I have dragged him along before. For example we now have a game park day when we go to the game park with the children. I have forced it on him but now he enjoys it.

Sorry for the long rant. I process things by talking about them.

@Ellisandra:How did they start adjusting to their new jobs. Do you know.

Aquamarine1029 Tue 22-Aug-17 15:11:45

I really think you need couples therapy, as soon as possible. It's not fair that he is using you as his emotional punching bag. There's only so much bitching and moaning any one person can take.

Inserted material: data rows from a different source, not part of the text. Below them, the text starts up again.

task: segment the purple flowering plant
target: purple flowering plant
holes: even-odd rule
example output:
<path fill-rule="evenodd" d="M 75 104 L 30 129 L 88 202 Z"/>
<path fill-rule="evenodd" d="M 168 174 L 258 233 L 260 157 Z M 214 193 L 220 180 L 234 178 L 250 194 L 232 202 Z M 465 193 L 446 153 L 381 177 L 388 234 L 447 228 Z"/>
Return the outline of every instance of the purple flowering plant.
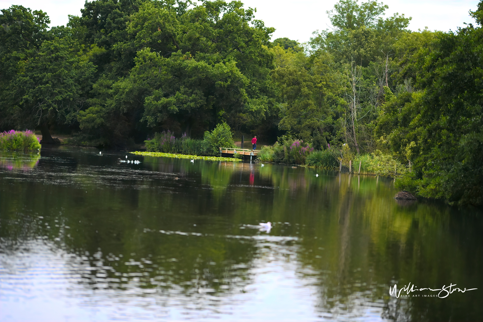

Snafu1988 Tue 22-Aug-17 16:39:10

I suggested couples counseling... years ago and he did not want to go... he was like "I don't want a stranger judging us/I don't want a stranger in our marriage", I mean he is seeing a therapist but that is hard for him because he does not like talking about stuff with strangers.
He whines to me because I am his confidant.

...and then I dropped the topic, because I did not want to be the woman who complains about her husband to a consultant if he does not want me to. I did not want to make him feel bad... so I dropped the topic.... the situation continued. Well...

Aquamarine1029 Tue 22-Aug-17 17:08:03

Sorry to be harsh, but you need to forget about what HE wants and what he is willing to share with a therapist. You are allowing yourself to be the one who is being beaten down with all of his moaning. This is totally unfair to you and VERY damaging to your health, both physical and mental. He doesn't want to go to couples counseling? TOO FUCKING BAD. He isn't the only one in this marriage. No wonder he's still such a moaning baby - he refuses to help himself. It's time to make your own demands and stand up for yourself. You deserve peace and happiness, too.

HerOtherHalf Tue 22-Aug-17 17:08:05

A good counsellor is not there to judge you or tell you what you should or shouldn't do. Their job is to facilitate you communicating with each other.

Snafu1988 Tue 22-Aug-17 17:23:28

@Aquamarine: but he is a good husband and a lovely person apart from that.